Wyden was also asked about his stance on the nuclear deal with Iran. He is one of just a handful of Democratic senators who has not yet declared a position on the deal, and he avoided making news on the subject Thursday morning, saying he is still undecided.

“I owe it to those soldiers coming back from demobilization to spend the time and review all of the materials, and I intend to do that,” Wyden said. “And then we'll have to see.”

In total, Wyden spoke for about an hour at the event. Pam Treece, executive director of the Westside Economic Alliance, said Wyden addresses her business group nearly every year.

“The reality is that we have a very strong working relationship with Senator Wyden and with his staff, and I think the relationship with his staff is equally important,” she said, adding, “Having a senior senator in his capacity means a big deal to the business community on the Westside, as well as the whole state.”

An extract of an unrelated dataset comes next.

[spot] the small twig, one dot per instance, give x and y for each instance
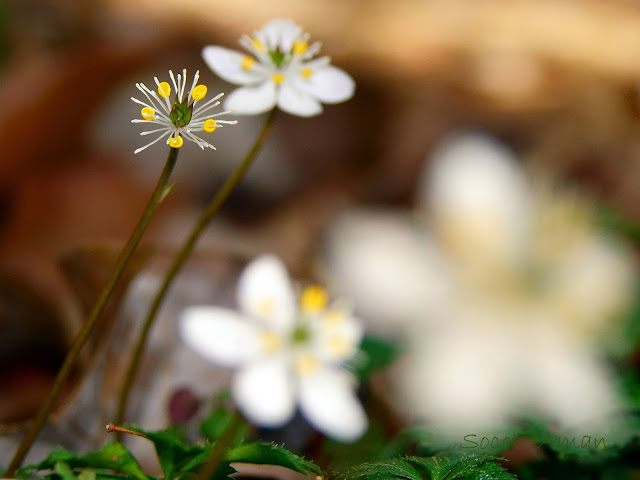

Treece said she was pleased to hear Wyden talk about trade, transportation and Scoggins Dam, a major link in Washington County's water system that he is seeking federal funds to upgrade. She said the senator “does a good job of relating to the business community.”

“I think what I was most impressed with is how he knows businesses in Washington County,” she said. “He really resonates well with our businesses ... especially when you're talking about a Democrat.”

Thursday's program was presented by Frontier Communications. Legacy Health is also a sponsor of the Westside Economic Alliance's breakfast forum series.

The Westside Economic Alliance is based in Tigard.